Further, as the nonionic surfactant, a fluorine-based surfactant and a silicone-based surfactant are preferable, and a silicone-based surfactant is preferable because more excellent film thickness uniformity can be easily obtained. More preferred. In the present specification, the silicone-based surfactant is a compound having a repeating unit containing a siloxane bond in the main chain and containing a hydrophobic portion and a hydrophilic portion in one molecule.

(Silicone-based surfactant)
The silicone-based surfactant is preferably a compound containing no fluorine atom. As the silicone-based surfactant, when a solution was prepared by dissolving 0.1 g of the silicone-based surfactant in 100 g of propylene glycol monomethyl ether acetate, the surface tension of this solution at 25 ° C. was 19.5 to Those showing 26.7 mN / m are preferable.

The kinematic viscosity of the silicone-based surfactant at 25 ° C. ^{is preferably 20 to 3000 mm 2} / s. The lower limit of the kinematic viscosity ^{is preferably 22 mm 2} / s or more, more preferably 25 mm ² / s or more, and further preferably 30 mm ² / s or more. The upper limit of the kinematic viscosity ^{is preferably 2500 mm 2} / s or less, ^{more preferably 2000 mm 2} / s or less, and further preferably 1500 mm ² / s or less. When the kinematic viscosity of the silicone-based surfactant is within the above range, it is easy to obtain better coatability, and it is easy to form a film in which the occurrence of thickness unevenness and defects is further suppressed.

The weight average molecular weight of the silicone-based surfactant is preferably 500 to 50,000. The lower limit of the weight average molecular weight is preferably 600 or more, more preferably 700 or more, and further preferably 800 or more. The upper limit of the weight average molecular weight is preferably 40,000 or less, more preferably 30,000 or less, and further preferably 20,000 or less.

The silicone-based surfactant is preferably a modified silicone compound. Examples of the modified silicone compound include compounds having a structure in which an organic group is introduced into the side chain and / or the terminal of polysiloxane. The organic group includes an amino group, an epoxy group, an alicyclic epoxy group, a carbinol group, a mercapto group, a carboxyl group, a group containing a functional group selected from a fatty acid ester group and a fatty acid amide group, and a polyether chain. Examples thereof include a group containing a carbinol group and a group containing a polyether chain because it is easy to form a film in which uneven thickness and generation of defects are more suppressed.

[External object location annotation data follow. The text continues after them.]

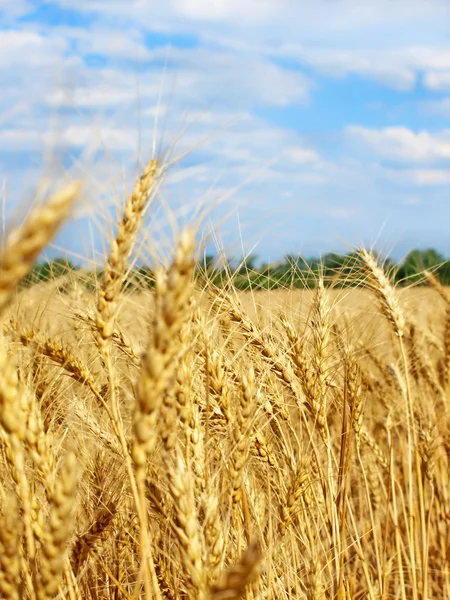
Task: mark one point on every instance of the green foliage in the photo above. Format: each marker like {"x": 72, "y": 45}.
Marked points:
{"x": 293, "y": 271}
{"x": 46, "y": 271}
{"x": 417, "y": 261}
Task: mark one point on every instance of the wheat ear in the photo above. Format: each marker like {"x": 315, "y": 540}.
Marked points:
{"x": 26, "y": 242}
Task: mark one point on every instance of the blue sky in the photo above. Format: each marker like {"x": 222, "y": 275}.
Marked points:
{"x": 312, "y": 125}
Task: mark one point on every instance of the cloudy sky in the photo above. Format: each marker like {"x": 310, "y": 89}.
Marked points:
{"x": 305, "y": 126}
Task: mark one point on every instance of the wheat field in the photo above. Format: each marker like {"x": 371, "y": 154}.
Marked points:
{"x": 191, "y": 442}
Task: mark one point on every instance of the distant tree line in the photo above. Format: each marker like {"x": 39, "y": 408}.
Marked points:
{"x": 293, "y": 271}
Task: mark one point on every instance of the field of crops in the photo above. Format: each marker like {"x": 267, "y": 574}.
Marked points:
{"x": 202, "y": 443}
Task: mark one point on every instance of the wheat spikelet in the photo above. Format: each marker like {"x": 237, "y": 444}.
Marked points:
{"x": 239, "y": 576}
{"x": 121, "y": 247}
{"x": 26, "y": 242}
{"x": 187, "y": 526}
{"x": 384, "y": 291}
{"x": 10, "y": 551}
{"x": 172, "y": 294}
{"x": 59, "y": 529}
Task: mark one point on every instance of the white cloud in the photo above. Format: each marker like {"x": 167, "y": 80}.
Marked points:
{"x": 402, "y": 144}
{"x": 438, "y": 81}
{"x": 26, "y": 48}
{"x": 431, "y": 177}
{"x": 437, "y": 107}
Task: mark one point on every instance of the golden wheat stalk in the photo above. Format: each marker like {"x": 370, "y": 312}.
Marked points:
{"x": 25, "y": 243}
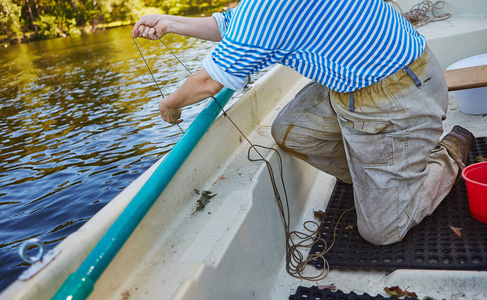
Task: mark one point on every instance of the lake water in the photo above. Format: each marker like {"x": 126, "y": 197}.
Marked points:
{"x": 79, "y": 121}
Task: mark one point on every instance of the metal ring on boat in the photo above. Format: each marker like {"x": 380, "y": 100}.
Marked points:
{"x": 32, "y": 242}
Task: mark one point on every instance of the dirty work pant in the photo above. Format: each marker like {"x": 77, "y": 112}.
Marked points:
{"x": 382, "y": 138}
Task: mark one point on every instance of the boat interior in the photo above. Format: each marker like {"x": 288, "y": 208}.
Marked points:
{"x": 232, "y": 245}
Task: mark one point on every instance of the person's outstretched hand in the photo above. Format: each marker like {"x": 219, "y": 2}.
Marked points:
{"x": 151, "y": 27}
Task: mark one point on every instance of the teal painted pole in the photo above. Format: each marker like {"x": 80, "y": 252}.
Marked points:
{"x": 79, "y": 284}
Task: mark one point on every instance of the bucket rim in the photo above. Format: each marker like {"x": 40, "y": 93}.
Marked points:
{"x": 471, "y": 168}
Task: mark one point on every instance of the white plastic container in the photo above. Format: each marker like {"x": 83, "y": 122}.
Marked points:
{"x": 472, "y": 101}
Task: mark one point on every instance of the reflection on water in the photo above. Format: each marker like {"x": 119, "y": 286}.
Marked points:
{"x": 79, "y": 121}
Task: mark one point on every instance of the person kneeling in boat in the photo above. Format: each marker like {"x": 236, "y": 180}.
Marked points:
{"x": 371, "y": 116}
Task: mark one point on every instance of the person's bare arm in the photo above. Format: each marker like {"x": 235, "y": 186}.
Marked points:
{"x": 156, "y": 26}
{"x": 197, "y": 87}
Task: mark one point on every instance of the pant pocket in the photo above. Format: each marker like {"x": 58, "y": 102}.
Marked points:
{"x": 377, "y": 214}
{"x": 370, "y": 144}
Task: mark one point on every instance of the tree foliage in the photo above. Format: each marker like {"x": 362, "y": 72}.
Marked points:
{"x": 39, "y": 19}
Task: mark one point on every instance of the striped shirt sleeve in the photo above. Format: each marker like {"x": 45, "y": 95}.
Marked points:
{"x": 218, "y": 73}
{"x": 223, "y": 19}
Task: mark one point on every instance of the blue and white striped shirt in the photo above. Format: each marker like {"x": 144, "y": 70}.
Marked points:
{"x": 343, "y": 44}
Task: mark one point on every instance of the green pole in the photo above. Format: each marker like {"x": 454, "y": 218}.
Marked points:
{"x": 80, "y": 284}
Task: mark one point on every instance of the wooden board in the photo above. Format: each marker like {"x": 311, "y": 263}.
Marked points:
{"x": 466, "y": 78}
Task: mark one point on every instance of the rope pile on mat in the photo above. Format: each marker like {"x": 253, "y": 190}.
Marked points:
{"x": 296, "y": 261}
{"x": 419, "y": 14}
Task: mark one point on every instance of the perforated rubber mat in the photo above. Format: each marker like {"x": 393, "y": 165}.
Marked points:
{"x": 430, "y": 245}
{"x": 304, "y": 293}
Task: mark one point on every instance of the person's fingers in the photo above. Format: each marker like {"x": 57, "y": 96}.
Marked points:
{"x": 145, "y": 32}
{"x": 135, "y": 30}
{"x": 152, "y": 34}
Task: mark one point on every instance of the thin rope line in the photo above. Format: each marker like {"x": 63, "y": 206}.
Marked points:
{"x": 147, "y": 65}
{"x": 295, "y": 261}
{"x": 176, "y": 57}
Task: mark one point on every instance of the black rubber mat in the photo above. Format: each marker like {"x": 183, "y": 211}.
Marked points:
{"x": 430, "y": 245}
{"x": 305, "y": 293}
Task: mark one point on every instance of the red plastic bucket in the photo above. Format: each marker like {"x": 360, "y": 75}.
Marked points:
{"x": 476, "y": 177}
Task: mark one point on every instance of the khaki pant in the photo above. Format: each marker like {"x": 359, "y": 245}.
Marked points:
{"x": 383, "y": 139}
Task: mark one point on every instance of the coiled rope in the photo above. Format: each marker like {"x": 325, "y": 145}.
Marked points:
{"x": 296, "y": 241}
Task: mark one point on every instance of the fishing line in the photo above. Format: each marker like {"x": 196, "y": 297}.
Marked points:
{"x": 295, "y": 260}
{"x": 147, "y": 65}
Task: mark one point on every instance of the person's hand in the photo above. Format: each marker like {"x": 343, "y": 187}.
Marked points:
{"x": 151, "y": 27}
{"x": 170, "y": 115}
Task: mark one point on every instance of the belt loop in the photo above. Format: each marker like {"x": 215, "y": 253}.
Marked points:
{"x": 413, "y": 76}
{"x": 350, "y": 103}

Examples of the group containing a carbinol group include a group represented by the following formula (G-1).
^{_{-L G1 -CH 2 OH ··· (G1}} )

In formula (G-1), ^LG1 represents a single bond or linking group. The linking group L ^G1 represents an alkylene group (preferably an alkylene group having 1 to 12 carbon atoms, more preferably 1-6 alkylene group), an arylene group (preferably an arylene group having 6 to 20 carbon atoms, more preferably Is an arylene group of 6 to 12), -NH-, -SO-, -SO _2- , -CO-, -O-, -COO-, -OCO-, -S- and a combination of two or more of these. The group is mentioned.

The group containing a carbinol group is preferably a group represented by the formula (G-2).
-L ^G2 -OL ^G3- CH ₂ OH ... (G-2)

In the formula (G-2), ^LG2 and ^LG3 independently represent a single bond or an alkylene group (preferably an alkylene group having 1 to 12 carbon atoms, more preferably an alkylene group having 1 to 6 carbon atoms). It is preferable to represent a group.

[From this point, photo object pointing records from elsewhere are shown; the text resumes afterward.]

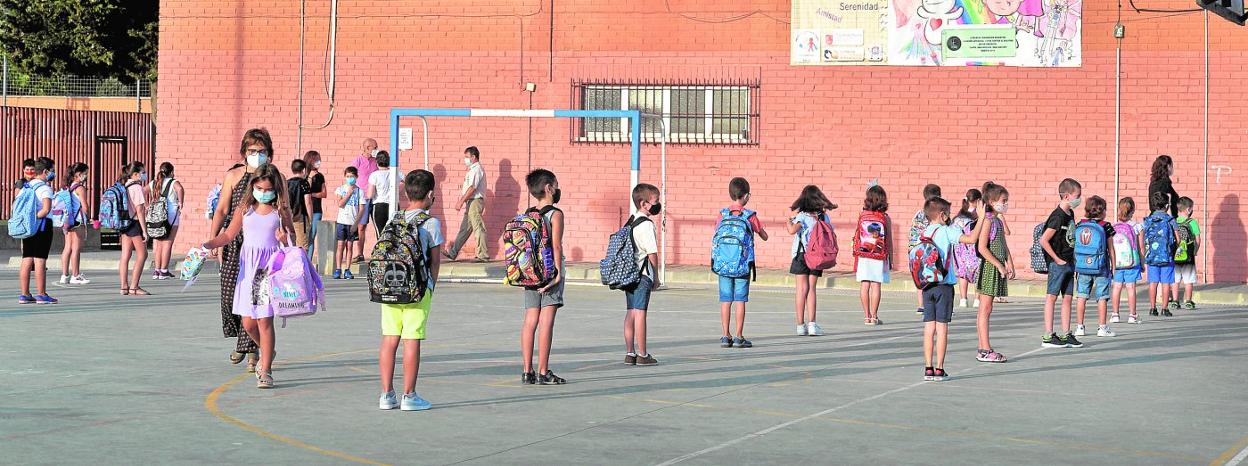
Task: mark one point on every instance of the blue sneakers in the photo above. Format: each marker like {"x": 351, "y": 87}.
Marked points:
{"x": 414, "y": 402}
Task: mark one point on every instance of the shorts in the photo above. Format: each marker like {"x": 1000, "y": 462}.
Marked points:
{"x": 39, "y": 245}
{"x": 799, "y": 267}
{"x": 734, "y": 290}
{"x": 347, "y": 233}
{"x": 368, "y": 213}
{"x": 1095, "y": 287}
{"x": 1163, "y": 275}
{"x": 638, "y": 296}
{"x": 1126, "y": 276}
{"x": 1184, "y": 274}
{"x": 552, "y": 297}
{"x": 1061, "y": 279}
{"x": 406, "y": 320}
{"x": 939, "y": 304}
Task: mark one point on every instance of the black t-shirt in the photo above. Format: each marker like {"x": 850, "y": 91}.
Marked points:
{"x": 296, "y": 189}
{"x": 1062, "y": 240}
{"x": 316, "y": 185}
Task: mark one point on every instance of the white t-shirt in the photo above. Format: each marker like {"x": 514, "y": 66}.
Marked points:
{"x": 647, "y": 242}
{"x": 383, "y": 181}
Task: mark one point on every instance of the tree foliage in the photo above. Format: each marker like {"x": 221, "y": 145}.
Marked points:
{"x": 81, "y": 38}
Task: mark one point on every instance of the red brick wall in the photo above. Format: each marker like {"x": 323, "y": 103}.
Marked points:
{"x": 226, "y": 66}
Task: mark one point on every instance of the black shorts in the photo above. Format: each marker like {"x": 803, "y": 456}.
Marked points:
{"x": 799, "y": 266}
{"x": 39, "y": 245}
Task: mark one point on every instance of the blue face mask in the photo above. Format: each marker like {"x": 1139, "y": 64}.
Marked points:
{"x": 263, "y": 196}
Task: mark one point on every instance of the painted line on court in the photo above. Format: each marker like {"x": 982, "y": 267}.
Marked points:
{"x": 799, "y": 420}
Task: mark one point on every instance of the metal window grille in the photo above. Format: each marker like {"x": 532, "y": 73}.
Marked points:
{"x": 721, "y": 113}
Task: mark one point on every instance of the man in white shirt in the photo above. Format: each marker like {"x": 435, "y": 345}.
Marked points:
{"x": 473, "y": 198}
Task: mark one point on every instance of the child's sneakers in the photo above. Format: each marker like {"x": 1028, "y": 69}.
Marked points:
{"x": 414, "y": 402}
{"x": 388, "y": 401}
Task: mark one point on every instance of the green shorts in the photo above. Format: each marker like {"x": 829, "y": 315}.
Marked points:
{"x": 406, "y": 320}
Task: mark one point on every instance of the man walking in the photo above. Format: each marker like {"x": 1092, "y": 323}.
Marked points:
{"x": 472, "y": 201}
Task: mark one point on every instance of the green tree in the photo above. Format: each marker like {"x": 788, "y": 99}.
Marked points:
{"x": 81, "y": 38}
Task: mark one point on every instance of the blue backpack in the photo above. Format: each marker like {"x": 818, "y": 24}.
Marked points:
{"x": 1158, "y": 240}
{"x": 731, "y": 251}
{"x": 24, "y": 220}
{"x": 619, "y": 269}
{"x": 1090, "y": 247}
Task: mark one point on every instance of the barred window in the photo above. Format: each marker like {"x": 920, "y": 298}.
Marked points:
{"x": 689, "y": 114}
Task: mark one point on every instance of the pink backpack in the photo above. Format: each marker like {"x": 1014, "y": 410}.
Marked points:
{"x": 291, "y": 285}
{"x": 821, "y": 246}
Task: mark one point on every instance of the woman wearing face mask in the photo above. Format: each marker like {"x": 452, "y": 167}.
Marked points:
{"x": 256, "y": 150}
{"x": 265, "y": 225}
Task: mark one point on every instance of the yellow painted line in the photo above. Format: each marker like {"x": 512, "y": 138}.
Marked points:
{"x": 1231, "y": 452}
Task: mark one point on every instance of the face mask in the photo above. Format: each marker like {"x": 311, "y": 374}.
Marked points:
{"x": 263, "y": 196}
{"x": 255, "y": 161}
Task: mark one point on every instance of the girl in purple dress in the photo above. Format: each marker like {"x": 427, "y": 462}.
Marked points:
{"x": 265, "y": 226}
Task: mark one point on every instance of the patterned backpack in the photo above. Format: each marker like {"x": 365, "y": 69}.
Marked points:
{"x": 398, "y": 270}
{"x": 529, "y": 250}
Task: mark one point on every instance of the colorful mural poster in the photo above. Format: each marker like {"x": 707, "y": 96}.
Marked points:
{"x": 935, "y": 33}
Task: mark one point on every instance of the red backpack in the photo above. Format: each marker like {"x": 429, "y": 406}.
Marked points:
{"x": 821, "y": 246}
{"x": 871, "y": 239}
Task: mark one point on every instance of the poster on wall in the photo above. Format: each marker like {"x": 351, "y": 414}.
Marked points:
{"x": 937, "y": 33}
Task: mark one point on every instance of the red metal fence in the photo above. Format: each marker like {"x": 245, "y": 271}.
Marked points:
{"x": 104, "y": 140}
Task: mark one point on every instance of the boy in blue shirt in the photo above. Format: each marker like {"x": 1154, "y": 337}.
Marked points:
{"x": 939, "y": 300}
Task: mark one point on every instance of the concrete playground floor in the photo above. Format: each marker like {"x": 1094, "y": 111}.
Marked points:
{"x": 104, "y": 379}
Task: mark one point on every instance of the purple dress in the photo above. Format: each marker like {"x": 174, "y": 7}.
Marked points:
{"x": 260, "y": 242}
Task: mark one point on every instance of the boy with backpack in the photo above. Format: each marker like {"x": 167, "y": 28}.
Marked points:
{"x": 29, "y": 223}
{"x": 533, "y": 245}
{"x": 1188, "y": 234}
{"x": 930, "y": 261}
{"x": 1161, "y": 236}
{"x": 733, "y": 260}
{"x": 406, "y": 286}
{"x": 1093, "y": 256}
{"x": 1057, "y": 242}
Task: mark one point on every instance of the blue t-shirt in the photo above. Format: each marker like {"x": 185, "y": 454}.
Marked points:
{"x": 945, "y": 237}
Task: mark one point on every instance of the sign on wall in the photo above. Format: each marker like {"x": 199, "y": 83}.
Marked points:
{"x": 934, "y": 33}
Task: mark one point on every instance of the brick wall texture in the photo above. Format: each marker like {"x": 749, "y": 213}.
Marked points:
{"x": 227, "y": 65}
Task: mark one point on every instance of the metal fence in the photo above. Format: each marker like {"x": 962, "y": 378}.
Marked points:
{"x": 104, "y": 140}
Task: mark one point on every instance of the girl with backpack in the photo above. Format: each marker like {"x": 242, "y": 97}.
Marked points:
{"x": 75, "y": 226}
{"x": 810, "y": 208}
{"x": 167, "y": 188}
{"x": 995, "y": 269}
{"x": 134, "y": 237}
{"x": 265, "y": 225}
{"x": 872, "y": 251}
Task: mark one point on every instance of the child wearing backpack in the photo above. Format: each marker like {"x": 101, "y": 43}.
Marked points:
{"x": 73, "y": 218}
{"x": 1093, "y": 257}
{"x": 996, "y": 267}
{"x": 265, "y": 226}
{"x": 917, "y": 228}
{"x": 31, "y": 206}
{"x": 733, "y": 260}
{"x": 966, "y": 260}
{"x": 935, "y": 279}
{"x": 1161, "y": 236}
{"x": 406, "y": 321}
{"x": 1127, "y": 237}
{"x": 872, "y": 251}
{"x": 810, "y": 209}
{"x": 1057, "y": 242}
{"x": 1188, "y": 234}
{"x": 351, "y": 208}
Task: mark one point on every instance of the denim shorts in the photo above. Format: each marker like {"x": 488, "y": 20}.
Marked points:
{"x": 1095, "y": 287}
{"x": 734, "y": 290}
{"x": 638, "y": 296}
{"x": 1061, "y": 279}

Examples of the group containing a polyether chain include a group represented by the following formula (G-11) and a group represented by the formula (G-12).

-L ^G11- ( ^RG1 O) _n1 R ^G2 ... (G-11)
-L ^G11- (OR ^G1 ) _n1 OR ^G2 ... (G-12)

In formulas (G-11) and (G-12), ^LG11 represents a single bond or linking group. As the ^{linking group represented by LG11} , an alkylene group (preferably an alkylene group having 1 to 12 carbon atoms, more preferably an alkylene group having 1 to 6 carbon atoms) and an arylene group (preferably an arylene group having 6 to 20 carbon atoms, more preferably). Is an arylene group of 6 to 12), -NH-, -SO-, -SO _2- , -CO-, -O-, -COO-, -OCO-, -S- and a combination of two or more of these. The group is mentioned.

In the formula (G-11) and the formula (G-12), n1 represents a number of 2 or more, preferably 2 to 200.

In the formula (G-11) and formula ^{(G-12), R G1} represents an alkylene group. The alkylene group preferably has 1 to 10 carbon atoms, more preferably 1 to 5 carbon atoms, further preferably 1 to 3 carbon atoms, and particularly preferably 2 or 3 carbon atoms. Alkylene group R ^G1 represents may be either linear or branched. alkylene group represented by n1 pieces of R ^G1 may be the same or different.

In formulas (G-11) and (G-12), ^RG2 represents a hydrogen atom, an alkyl group or an aryl group. Number of carbon atoms of the alkyl group R ^G2 represents preferably 1 to 10, more preferably 1 to 5, 1 to 3 more preferred. The alkyl group may be either linear or branched. The number of carbon atoms of the aryl group R ^G2 represents preferably 6-20, more preferably 6-10.

The group containing the polyether chain is preferably a group represented by the following formula (G-13) or a group represented by the formula (G-14).
-L ^G12- (C ₂ H ₄ O) _n2 (C ₃ H ₆ O) _n3 R ^G3 ... (G-13)
-L ^G12- (OC ₂ H ₄ ) _n2 (OC ₃ H ₆ ) _n3 OR ^G3 ... (G-14)

In formulas (G-13) and (G-14), ^LG12 represents a single bond or linking group. The ^{linking group represented by LG12} includes an alkylene group (preferably an alkylene group having 1 to 12 carbon atoms, more preferably an alkylene group having 1 to 6 carbon atoms) and an arylene group (preferably an arylene group having 6 to 20 carbon atoms, more preferably. Is an arylene group of 6 to 12), -NH-, -SO-, -SO _2- , -CO-, -O-, -COO-, -OCO-, -S- and a combination of two or more of these. The group is mentioned.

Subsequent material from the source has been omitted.